Short answer: copyrights got transferred to their respective successors.
Long answer: In general, the Soviet Union's attitude to copyright, was, in a word, lax, in part due to the fact that so much was owned by the state anyway.
There were also plenty of exemptions to copyright. For example, even translating a work into another language meant that the author of the original work didn't hold the copyright. The government reserved the right to forcibly nationalise any work, and even broadcasting someone's play in a theatre or concert was ruled fair use.
To add to all this, despite the Soviet Union's founder Lenin himself starting his professional life as a lawyer, the Soviet Union by and large lacked a litigious culture. Soviet citizens and organisation in general preferred to avoid courts.
Now, with that in mind: as part of the general post-Stalin shift towards the international community, the Soviet government decided to follow international copyright conventions from the 1970s, with its signing of the and implementation of the Universal Copyright Convention of 1973.

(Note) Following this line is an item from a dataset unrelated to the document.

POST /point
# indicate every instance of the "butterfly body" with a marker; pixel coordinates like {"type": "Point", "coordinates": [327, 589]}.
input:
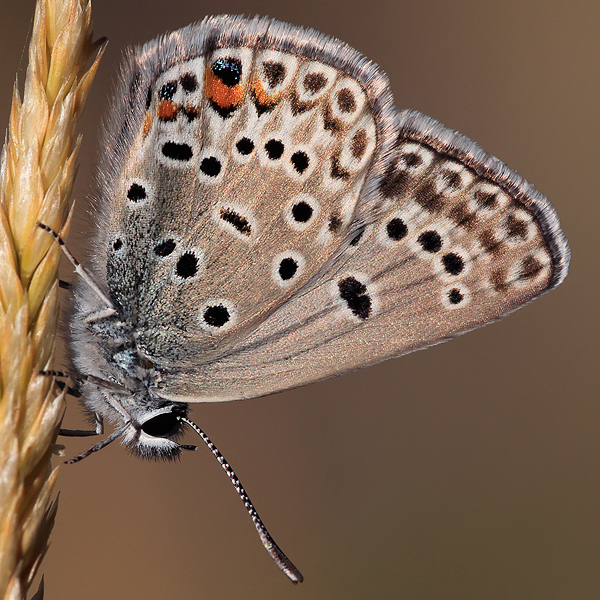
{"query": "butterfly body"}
{"type": "Point", "coordinates": [268, 218]}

Before then, as mentioned above, the USSR had only its own internal copyright law, and agreements with a couple of other socialist satellite states. And as so many things were the property of the state anyway, in practice, the infringing party and the copyright owner were often the same party - the Soviet government, as u/MaesterBarth notes in this separate thread.
Then, on the dissolution of the Soviet Union, state property very often became private property - and technically, films made during the Soviet period became the private property of the now mostly privatised film studios such as Mosfilm and Lenfilm.
This meant that film studios were able to generate royalties from their Soviet-era content. A nice little earner - if you wished to bother chasing down royalties in the freewheeling 1990s.